BY MAURA AMMENHEUSER
MOMARAMA MOM-IN-CHIEF
Our family photos are in an untidy heap, screaming for organization. (See Sunday's post, containing professional advice on organizing prints, by clicking here.)
At least our digital images are finally organized. Almost, anyway.
About a year ago, our aging PC was acting quirky. That led Hubby and I to fear that if it went kaput we'd lose 10 years' of digital photos we've taken of our kids. If pictures of my daughters' first minutes or my son playing with his great-grandmother suddenly vanished, I'd be heartbroken. Preserving those digital photos suddenly gained priority.
Some, not all, were backed up on CDs. Photo files were scattered in various electronic places on the hard drive. Few were labelled with dates or actual titles; most were called something like "P1000086.jpg."
Hubby bought an external hard drive to back up the PC's contents, relieving us of worrying about an imminent crash. That didn't magically organize our out-of-control image collection, of course. So Hubby moved photo files from the cantankerous PC onto a flash drive we designated for photos.
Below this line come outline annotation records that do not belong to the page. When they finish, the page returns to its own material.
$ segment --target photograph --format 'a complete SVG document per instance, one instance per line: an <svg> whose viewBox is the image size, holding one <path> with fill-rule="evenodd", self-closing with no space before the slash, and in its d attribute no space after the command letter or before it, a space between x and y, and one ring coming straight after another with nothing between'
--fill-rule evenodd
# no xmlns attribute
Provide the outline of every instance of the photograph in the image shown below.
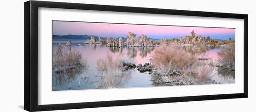
<svg viewBox="0 0 256 112"><path fill-rule="evenodd" d="M52 24L52 91L235 83L235 28Z"/></svg>

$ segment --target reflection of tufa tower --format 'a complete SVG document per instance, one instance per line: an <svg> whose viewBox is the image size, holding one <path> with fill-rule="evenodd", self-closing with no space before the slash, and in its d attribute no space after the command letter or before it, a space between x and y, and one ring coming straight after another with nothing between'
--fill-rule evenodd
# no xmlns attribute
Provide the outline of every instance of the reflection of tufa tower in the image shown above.
<svg viewBox="0 0 256 112"><path fill-rule="evenodd" d="M195 32L194 32L194 30L192 30L192 31L190 33L190 35L191 36L191 37L194 38L195 37Z"/></svg>

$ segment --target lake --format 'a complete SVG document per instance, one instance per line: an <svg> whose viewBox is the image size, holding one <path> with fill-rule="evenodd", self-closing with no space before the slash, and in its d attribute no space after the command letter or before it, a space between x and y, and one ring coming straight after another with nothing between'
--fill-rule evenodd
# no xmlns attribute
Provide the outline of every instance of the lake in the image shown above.
<svg viewBox="0 0 256 112"><path fill-rule="evenodd" d="M81 53L82 58L86 60L87 68L85 70L77 69L66 74L52 72L52 91L83 90L97 89L96 85L99 81L97 76L100 73L97 69L97 60L104 59L107 53L109 53L113 58L129 57L133 59L136 65L150 63L151 55L155 48L154 47L108 47L102 45L87 44L83 41L72 41L70 46L66 46L67 41L53 41L53 52L55 52L59 43L67 50L76 51ZM77 46L80 44L82 46ZM171 46L171 45L169 45ZM157 47L157 46L156 46ZM183 50L193 55L197 55L202 58L210 58L210 59L202 60L204 63L216 62L218 60L217 52L222 48L209 47L206 46L178 46ZM122 77L120 85L123 87L142 87L167 86L164 83L155 83L152 81L155 78L148 72L140 72L136 68L130 69L127 71L128 75ZM235 82L234 71L220 71L214 67L211 78L222 83ZM228 77L229 78L222 78Z"/></svg>

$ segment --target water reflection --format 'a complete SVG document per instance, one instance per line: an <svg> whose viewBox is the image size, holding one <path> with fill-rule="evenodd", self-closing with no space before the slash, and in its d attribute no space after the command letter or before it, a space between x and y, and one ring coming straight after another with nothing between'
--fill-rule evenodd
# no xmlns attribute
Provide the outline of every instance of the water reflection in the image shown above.
<svg viewBox="0 0 256 112"><path fill-rule="evenodd" d="M202 46L178 46L179 48L182 48L184 51L190 53L192 54L200 54L203 53L206 53L207 52L210 51L211 50L218 48L216 47L208 47Z"/></svg>
<svg viewBox="0 0 256 112"><path fill-rule="evenodd" d="M132 78L135 70L125 71L119 70L109 70L111 73L100 74L97 76L98 80L94 84L98 89L117 88L125 87Z"/></svg>
<svg viewBox="0 0 256 112"><path fill-rule="evenodd" d="M80 82L88 80L88 78L85 75L84 73L87 70L87 67L83 66L77 66L75 68L70 69L63 72L53 72L53 79L54 80L53 85L55 87L53 87L53 89L56 89L58 87L61 86L65 84L68 84L68 89L70 89L74 81L79 80L79 85L80 86ZM87 81L88 81L87 80ZM86 85L87 84L86 84Z"/></svg>
<svg viewBox="0 0 256 112"><path fill-rule="evenodd" d="M63 45L66 42L63 42ZM59 43L53 44L54 52L56 50L56 46ZM110 73L112 75L108 75L101 74L97 70L97 60L104 59L107 52L110 52L114 58L125 55L134 59L136 65L138 64L143 65L149 62L152 54L157 47L107 47L102 45L86 44L84 44L82 47L78 47L76 45L78 43L82 44L71 43L71 46L65 48L67 48L67 51L76 51L81 53L83 58L88 60L88 66L85 69L78 66L75 69L69 70L65 72L53 72L53 91L168 85L165 82L159 81L161 78L159 76L149 74L148 72L140 73L137 68L127 71L117 70L112 72L116 73ZM210 58L209 59L199 60L205 63L205 65L209 63L216 62L218 59L217 52L222 49L200 46L179 46L179 48L193 55ZM214 71L216 74L216 77L235 78L234 71L223 70L215 67L216 69Z"/></svg>
<svg viewBox="0 0 256 112"><path fill-rule="evenodd" d="M139 51L140 51L140 55L141 56L141 58L147 57L148 53L151 53L155 47L138 47Z"/></svg>

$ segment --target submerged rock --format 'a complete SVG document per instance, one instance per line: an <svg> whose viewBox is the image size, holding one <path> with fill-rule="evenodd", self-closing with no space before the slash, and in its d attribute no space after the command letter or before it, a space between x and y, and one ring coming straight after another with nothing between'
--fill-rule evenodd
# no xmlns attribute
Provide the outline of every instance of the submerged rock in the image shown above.
<svg viewBox="0 0 256 112"><path fill-rule="evenodd" d="M129 69L135 68L136 65L135 64L127 63L123 62L123 66L125 67L125 70L127 70Z"/></svg>
<svg viewBox="0 0 256 112"><path fill-rule="evenodd" d="M209 66L216 66L218 67L219 69L222 69L222 70L228 70L235 71L235 63L210 63Z"/></svg>
<svg viewBox="0 0 256 112"><path fill-rule="evenodd" d="M137 69L140 72L151 72L152 71L152 66L149 63L145 63L143 66L141 64L137 66Z"/></svg>

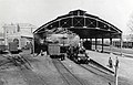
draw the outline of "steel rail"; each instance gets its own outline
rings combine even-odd
[[[55,68],[68,85],[84,85],[70,70],[68,70],[59,60],[52,60]]]
[[[101,70],[99,70],[99,68],[96,68],[94,66],[91,66],[89,64],[85,64],[85,65],[79,64],[79,66],[81,66],[82,68],[84,68],[84,70],[86,70],[86,71],[89,71],[89,72],[91,72],[91,73],[93,73],[93,74],[95,74],[95,75],[98,75],[100,77],[103,77],[103,78],[114,83],[114,76],[106,73],[106,72],[104,72],[104,71],[101,71]]]

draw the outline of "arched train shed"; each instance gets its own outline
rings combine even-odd
[[[83,10],[70,11],[68,14],[58,17],[37,29],[33,33],[43,39],[45,36],[45,30],[52,30],[55,28],[66,28],[76,33],[81,39],[95,39],[95,49],[96,39],[102,39],[102,42],[103,39],[110,39],[110,44],[112,44],[112,39],[122,38],[122,31],[120,29],[99,17],[86,13],[86,11]]]

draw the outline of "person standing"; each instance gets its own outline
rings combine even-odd
[[[112,59],[109,59],[109,67],[113,67]]]

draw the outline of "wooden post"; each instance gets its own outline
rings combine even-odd
[[[98,47],[96,47],[96,41],[98,41],[98,39],[95,38],[95,51],[96,51],[96,49],[98,49]]]
[[[121,56],[122,56],[122,45],[123,45],[122,34],[121,34],[121,39],[120,39],[120,45],[121,45],[121,46],[120,46],[120,49],[121,49],[121,50],[120,50],[120,53],[121,53]]]
[[[110,53],[112,54],[112,38],[110,38]]]
[[[103,53],[103,41],[104,41],[104,39],[102,38],[102,53]]]

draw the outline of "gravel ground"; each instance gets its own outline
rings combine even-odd
[[[100,64],[104,65],[105,67],[108,67],[108,61],[109,57],[112,57],[113,60],[113,64],[115,63],[115,57],[117,55],[114,54],[106,54],[106,53],[99,53],[99,52],[94,52],[94,51],[88,51],[89,55],[91,59],[95,60],[96,62],[99,62]],[[119,64],[119,82],[122,85],[132,85],[133,83],[133,59],[129,59],[129,57],[122,57],[122,56],[117,56],[120,64]],[[112,68],[112,71],[114,71],[114,67]],[[125,84],[124,84],[125,83]]]
[[[20,68],[11,63],[0,66],[0,85],[65,85],[49,56],[39,55],[38,57],[32,57],[29,52],[25,51],[23,53],[22,55],[30,61],[32,70],[27,70],[24,67]],[[104,65],[108,64],[109,55],[94,52],[90,52],[89,54]],[[133,60],[126,57],[119,59],[121,62],[119,68],[119,85],[132,85],[133,64],[131,62],[133,62]],[[4,62],[6,60],[0,56],[0,61]],[[73,74],[84,82],[84,85],[109,85],[109,79],[81,68],[70,60],[66,59],[62,62]],[[111,85],[114,84],[112,83]]]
From there he copied them onto our son's PC, a newer, faster one without a lot of electronic clutter.
Then the challenge was organizing and labeling all those images. (Hubby gets brilliant ideas; I get the tedious work.) That task has taken me many months, but it's nearly done. Then we can copy the newly organized files back onto the flash drive, delete the disorganized stuff and store the flash drive in a safe place. If we ever want to burn CDs or make prints, we can pull what we want from the flash drive. Future images can be put on that drive and when it's full we can buy another.
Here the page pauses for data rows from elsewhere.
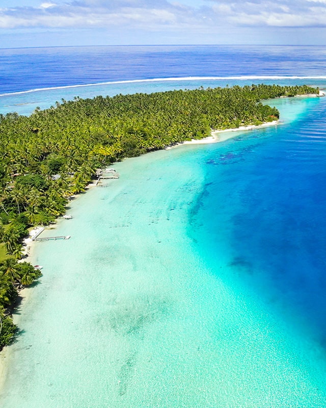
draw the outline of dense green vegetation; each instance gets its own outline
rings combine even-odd
[[[306,86],[201,88],[76,97],[29,117],[0,115],[0,240],[11,257],[0,263],[0,347],[13,333],[4,314],[17,288],[39,274],[14,260],[22,257],[27,228],[63,214],[69,196],[85,191],[97,168],[212,130],[273,121],[278,111],[260,100],[318,92]]]

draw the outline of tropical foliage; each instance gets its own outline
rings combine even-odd
[[[273,121],[278,111],[260,100],[318,92],[306,86],[201,88],[75,97],[29,117],[0,115],[0,241],[11,257],[0,264],[0,310],[14,302],[17,287],[38,276],[15,260],[27,228],[63,214],[69,197],[85,191],[97,168],[212,130]]]

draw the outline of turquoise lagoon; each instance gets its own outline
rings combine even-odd
[[[125,160],[72,201],[46,232],[70,239],[35,245],[3,408],[326,406],[326,98],[273,101],[283,124]]]

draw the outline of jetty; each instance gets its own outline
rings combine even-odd
[[[42,238],[32,238],[32,239],[33,241],[49,241],[50,240],[57,241],[57,239],[69,239],[70,238],[70,235],[62,235],[60,237],[44,237]]]
[[[100,180],[105,178],[119,178],[120,175],[114,169],[105,169],[102,170],[98,169],[96,171],[96,176],[98,177],[98,183]]]

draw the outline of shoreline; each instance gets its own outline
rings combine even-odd
[[[170,150],[170,149],[177,147],[178,146],[183,146],[186,144],[207,144],[208,143],[220,143],[234,137],[235,135],[232,135],[232,132],[256,130],[256,129],[268,128],[270,126],[277,126],[280,124],[280,120],[273,120],[272,122],[265,122],[258,125],[250,124],[247,126],[240,126],[239,128],[224,129],[223,130],[212,131],[210,136],[207,136],[203,139],[193,139],[191,140],[185,140],[184,142],[180,142],[175,144],[167,146],[166,147],[165,147],[165,150]]]

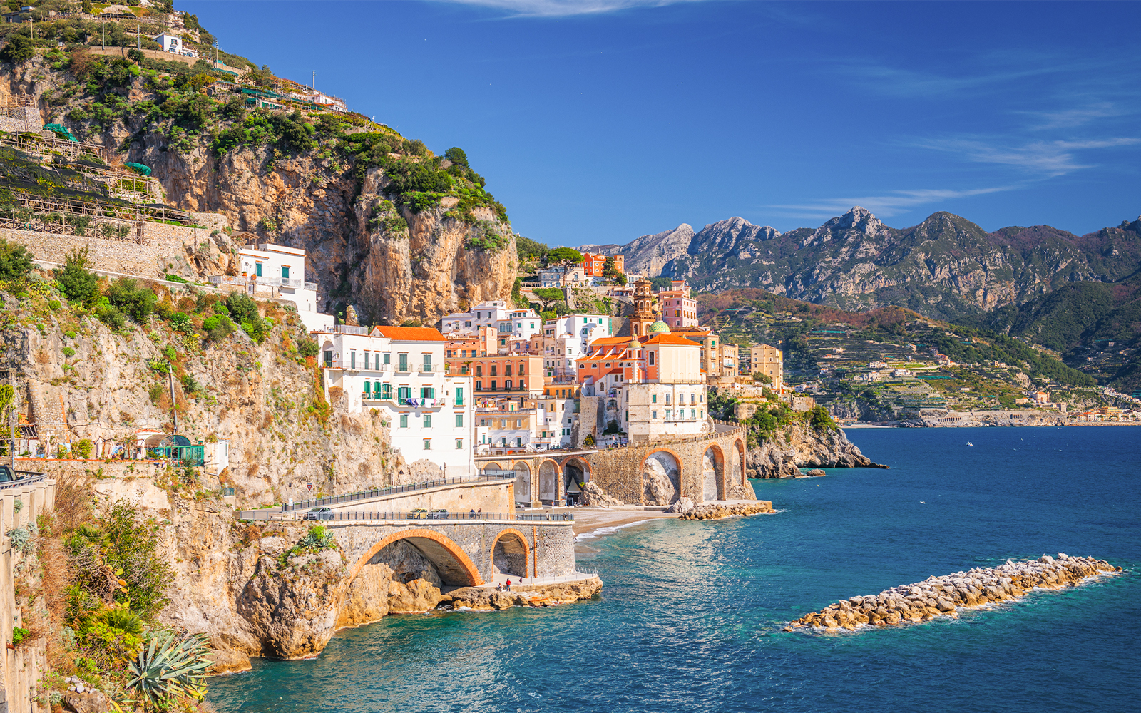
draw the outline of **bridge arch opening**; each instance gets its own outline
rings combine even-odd
[[[559,464],[548,459],[539,464],[539,500],[548,505],[558,504]]]
[[[531,548],[527,536],[515,528],[504,529],[495,536],[491,551],[492,574],[526,577],[531,565]]]
[[[515,464],[515,502],[531,504],[531,467],[525,461]]]
[[[662,448],[646,456],[641,467],[642,502],[647,505],[669,505],[681,497],[681,460],[678,454]]]
[[[738,438],[733,445],[736,446],[733,454],[733,481],[748,485],[748,478],[745,475],[745,444]]]
[[[440,584],[448,586],[478,586],[484,583],[479,568],[471,561],[463,548],[446,535],[424,528],[403,529],[391,533],[369,548],[349,570],[351,582],[366,565],[379,564],[388,559],[385,549],[402,543],[412,546],[424,560],[431,564],[439,576]],[[427,578],[427,577],[422,577]]]
[[[712,445],[702,456],[702,500],[725,500],[725,454]]]
[[[582,486],[590,481],[590,464],[580,457],[568,459],[563,463],[563,484],[569,504],[578,504]]]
Completing this project will bring me great pride and relief. Digital photography can create impressive collections, but as we've discovered, without a system for organizing these precious electronic files, identifying them as you go, you end up with cyber-clutter, not a family archive preserved for posterity.
Hewlett-Packard's website offers tips for organizing dizzying numbers of digital photos. (To see that site, click here.)
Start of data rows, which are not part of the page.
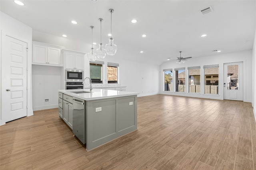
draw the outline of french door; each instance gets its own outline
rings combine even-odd
[[[224,99],[243,101],[243,62],[224,64]]]

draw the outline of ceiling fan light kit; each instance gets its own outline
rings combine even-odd
[[[182,51],[180,51],[180,57],[177,57],[178,58],[178,59],[173,59],[173,60],[171,60],[170,58],[168,58],[167,59],[167,60],[169,60],[169,61],[176,60],[176,63],[180,64],[180,63],[185,63],[185,61],[186,60],[188,60],[188,59],[190,59],[190,58],[192,58],[192,57],[186,57],[186,58],[182,57],[181,57],[181,52],[182,52]]]

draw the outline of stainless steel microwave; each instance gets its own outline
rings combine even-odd
[[[84,80],[84,71],[77,70],[65,70],[65,80],[68,81]]]

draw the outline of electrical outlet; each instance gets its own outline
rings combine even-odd
[[[98,111],[101,111],[101,107],[97,107],[95,109],[95,111],[96,112],[98,112]]]

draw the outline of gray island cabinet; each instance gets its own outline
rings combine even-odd
[[[68,98],[69,108],[73,109],[69,109],[64,115],[62,108],[66,102],[64,97],[59,98],[60,117],[82,143],[86,143],[88,150],[137,130],[138,93],[100,89],[93,89],[91,92],[90,89],[58,91],[59,97]],[[60,101],[63,101],[63,107],[60,107]],[[78,103],[82,105],[79,109],[76,106]]]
HP's instructions assume you've already organized digital photos into folders. I started my project by moving image files into folders labeled by year. Once all photos were assigned a year's folder, I went through the folders in chronological order, further organizing contents by season, then event. (So the "2010" folder's "summer" subfolder in turn has subfolders labeled "family reunion" and "swimming lessons.")
After files are organized into folders, HP says to give descriptive file names to individual images.
"Who would recall that HPIM0007.JPG is their favorite shot of the kids from a family vacation to Paris?" HP says. Add details for better retrieval. "For instance, use Eiffel_tower_2007.jpg rather than Vacation_2007.jpg."
Name files immediately after downloading photos, HP says. (Not doing so was my biggest mistake.) For a few files, click each file name once to edit the file name.
For multiple files, HP recommends batching, automatically renaming many files simultaneously. (See HP's site for instructions on this and tagging photos using Windows Live Photo Gallery.) "Tagging" is attaching descriptive keywords to a file to improve searches: "If you're looking for a photo of your daughter Celia playing in the snow, but can't remember that the exact title is 'Winter_sleds_2008.jpg,' you can still find the image by searching for the tag 'Celia,' which will bring up every photo in which she is tagged," HP says.
Back up image files on CDs, DVDs or a flash drive. HP's site includes a chart explaining which method is best for you. Storing files on photo websites (Shutterfly.com, Kodakgallery.com or others) archives them, too, but you may have to buy prints to store files there indefinitely.
HP recommends backing up photos when you download and label them, or at least monthly. Keep tabs on technology so if CDs fall out of use you can transfer backup files to new technology.
After all, HP says, "If a person saved all their files on a floppy disc, it would be difficult to find a way to use those files now."